In today’s data-driven world, a colossal amount of data is generated from sensors, IoT devices, social networks, online transactions, and more. In order to harness the power of continuously generated data, organizations must constantly monitor through various data analysis approaches.

Consequently, there is also a greater demand for large-scale and real-time stream processing operations for analyzing the live data streams.

In order to process and analyze the real-time data streams, users need a highly scalable, robust, and fault-tolerant data streaming engine. One such highly reliable data streaming engine is Apache Spark, which allows users to implement large-scale data processing operations.

In this article, you will learn about Apache Spark, real-time streaming, and how to set up Spark Real-time Streaming. 

Prerequisites

Fundamental knowledge of data streaming.

What is Apache Spark?

spark real-time streaming: spark logo

Introduced in 2014, Apache Spark is an open-source and unified data processing engine that allows you to implement large-scale data streaming operations. In other words, Apache Spark is a highly reliable data processing framework that enables you to efficiently perform real-time processing operations on very large data sets and distributes data processing activities across several computers, either on its own or in conjunction with other distributed computing technologies.

Since Apache Spark is a multi-language data processing engine, it allows you to customize and reuse code across many workloads, including batch processing, interactive querying, machine learning, graph processing, and real-time analytics.

Understanding Real-time data Streaming

Data streaming logo
Data streaming logo

Real-time data streaming is a method of continuously gathering real-time data from multiple external data sources in the form of data streams. In addition, real-time data streaming is vital for dealing with enormous amounts of live data, which is fetched from a variety of sources, including online transactions, system logs, sensors, in-game player actions, and much more. 

While implementing the real-time streaming process, the data stream is treated as an unbound table. The process of adding new records to the stream is similar to rows being appended to the table. As a result, we can handle both batch and streaming data as tables. Based on the streaming engine, users can specify the query they want to perform, as well as the input and output locations. After providing necessary streaming information, the system then runs the query progressively, retaining enough state to recover from failure and ensure consistency in external storage.

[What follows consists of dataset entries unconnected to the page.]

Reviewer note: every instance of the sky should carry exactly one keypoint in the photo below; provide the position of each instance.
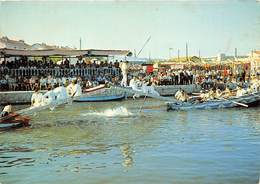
(208, 26)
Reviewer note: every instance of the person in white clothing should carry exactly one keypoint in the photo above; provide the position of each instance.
(74, 89)
(61, 93)
(149, 89)
(36, 99)
(240, 92)
(178, 94)
(49, 97)
(124, 68)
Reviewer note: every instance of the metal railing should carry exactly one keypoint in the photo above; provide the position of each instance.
(58, 72)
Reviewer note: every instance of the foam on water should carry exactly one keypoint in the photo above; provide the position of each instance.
(115, 112)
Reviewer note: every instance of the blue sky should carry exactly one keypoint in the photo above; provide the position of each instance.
(209, 26)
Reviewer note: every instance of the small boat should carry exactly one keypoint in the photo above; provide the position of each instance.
(246, 100)
(94, 88)
(13, 121)
(100, 98)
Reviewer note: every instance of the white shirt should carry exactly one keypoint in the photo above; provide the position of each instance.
(60, 93)
(36, 99)
(74, 90)
(48, 97)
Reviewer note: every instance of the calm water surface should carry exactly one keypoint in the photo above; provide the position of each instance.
(90, 143)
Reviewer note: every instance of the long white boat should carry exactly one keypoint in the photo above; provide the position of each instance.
(248, 100)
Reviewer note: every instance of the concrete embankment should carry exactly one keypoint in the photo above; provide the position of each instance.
(24, 97)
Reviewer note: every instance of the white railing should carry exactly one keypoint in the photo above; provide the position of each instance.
(59, 72)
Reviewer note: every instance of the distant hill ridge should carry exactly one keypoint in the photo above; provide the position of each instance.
(5, 42)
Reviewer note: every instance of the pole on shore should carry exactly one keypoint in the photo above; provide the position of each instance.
(79, 43)
(178, 55)
(187, 54)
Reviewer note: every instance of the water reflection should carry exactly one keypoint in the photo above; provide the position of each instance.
(179, 145)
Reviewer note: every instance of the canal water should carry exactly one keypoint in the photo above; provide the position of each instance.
(120, 142)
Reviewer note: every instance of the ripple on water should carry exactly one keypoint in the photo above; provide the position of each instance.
(123, 144)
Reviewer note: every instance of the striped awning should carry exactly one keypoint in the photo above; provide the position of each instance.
(62, 52)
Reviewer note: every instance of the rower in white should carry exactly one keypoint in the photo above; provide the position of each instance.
(74, 89)
(149, 89)
(37, 98)
(61, 93)
(124, 68)
(240, 92)
(49, 97)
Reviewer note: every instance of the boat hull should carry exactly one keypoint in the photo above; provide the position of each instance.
(250, 100)
(100, 98)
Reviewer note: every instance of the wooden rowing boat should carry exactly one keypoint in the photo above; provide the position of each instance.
(102, 86)
(249, 100)
(14, 121)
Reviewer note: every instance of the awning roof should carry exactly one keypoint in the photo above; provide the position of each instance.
(62, 52)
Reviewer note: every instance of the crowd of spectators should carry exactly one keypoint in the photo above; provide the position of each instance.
(205, 78)
(49, 64)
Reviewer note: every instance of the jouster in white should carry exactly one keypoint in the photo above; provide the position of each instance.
(36, 99)
(74, 89)
(49, 97)
(60, 93)
(149, 89)
(124, 68)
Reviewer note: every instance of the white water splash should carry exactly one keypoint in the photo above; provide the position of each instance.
(119, 112)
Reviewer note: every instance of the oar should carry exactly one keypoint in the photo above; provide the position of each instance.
(238, 103)
(143, 104)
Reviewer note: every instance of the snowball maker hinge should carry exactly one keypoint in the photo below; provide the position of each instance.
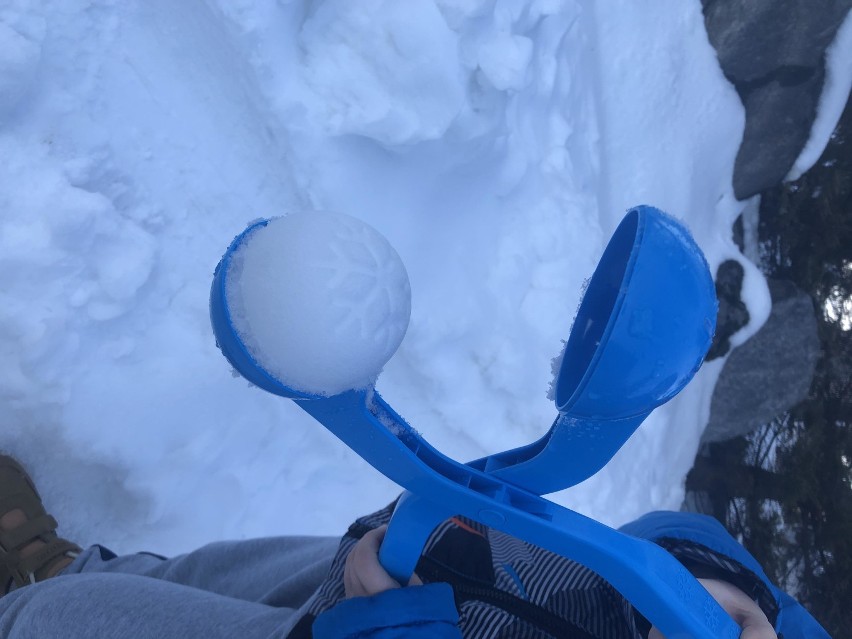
(641, 332)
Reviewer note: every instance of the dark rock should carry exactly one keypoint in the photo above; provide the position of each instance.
(778, 123)
(754, 39)
(733, 314)
(769, 373)
(773, 52)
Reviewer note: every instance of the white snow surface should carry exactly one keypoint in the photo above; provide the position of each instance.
(835, 93)
(320, 300)
(496, 144)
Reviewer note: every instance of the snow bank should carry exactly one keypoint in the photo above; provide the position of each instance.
(496, 145)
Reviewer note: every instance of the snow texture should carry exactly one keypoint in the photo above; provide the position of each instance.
(835, 94)
(495, 144)
(320, 300)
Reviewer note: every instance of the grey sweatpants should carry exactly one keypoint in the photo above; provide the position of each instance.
(248, 589)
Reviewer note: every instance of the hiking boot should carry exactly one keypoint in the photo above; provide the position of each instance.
(30, 550)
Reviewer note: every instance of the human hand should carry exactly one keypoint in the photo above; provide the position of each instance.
(363, 575)
(742, 609)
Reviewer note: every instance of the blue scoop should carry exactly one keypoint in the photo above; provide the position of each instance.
(641, 332)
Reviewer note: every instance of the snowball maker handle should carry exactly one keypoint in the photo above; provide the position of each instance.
(649, 281)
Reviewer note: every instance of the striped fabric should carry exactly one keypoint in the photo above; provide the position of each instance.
(505, 588)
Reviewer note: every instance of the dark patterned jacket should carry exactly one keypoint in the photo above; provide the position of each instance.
(505, 588)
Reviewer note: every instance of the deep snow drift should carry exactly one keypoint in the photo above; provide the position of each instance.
(495, 144)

How to Setup Spark Real-time Streaming?

In the further steps, we will set up and implement Spark Realtime Streaming. Since Spark Streaming supports receiving data streams over TCP connections, you can create a simple streaming application that receives text data streams on a certain port. After retrieving data streams, the application performs basic text cleaning procedures such as white space removal, stop words removal, and lemmatization, and then prints the cleaned text on the screen. 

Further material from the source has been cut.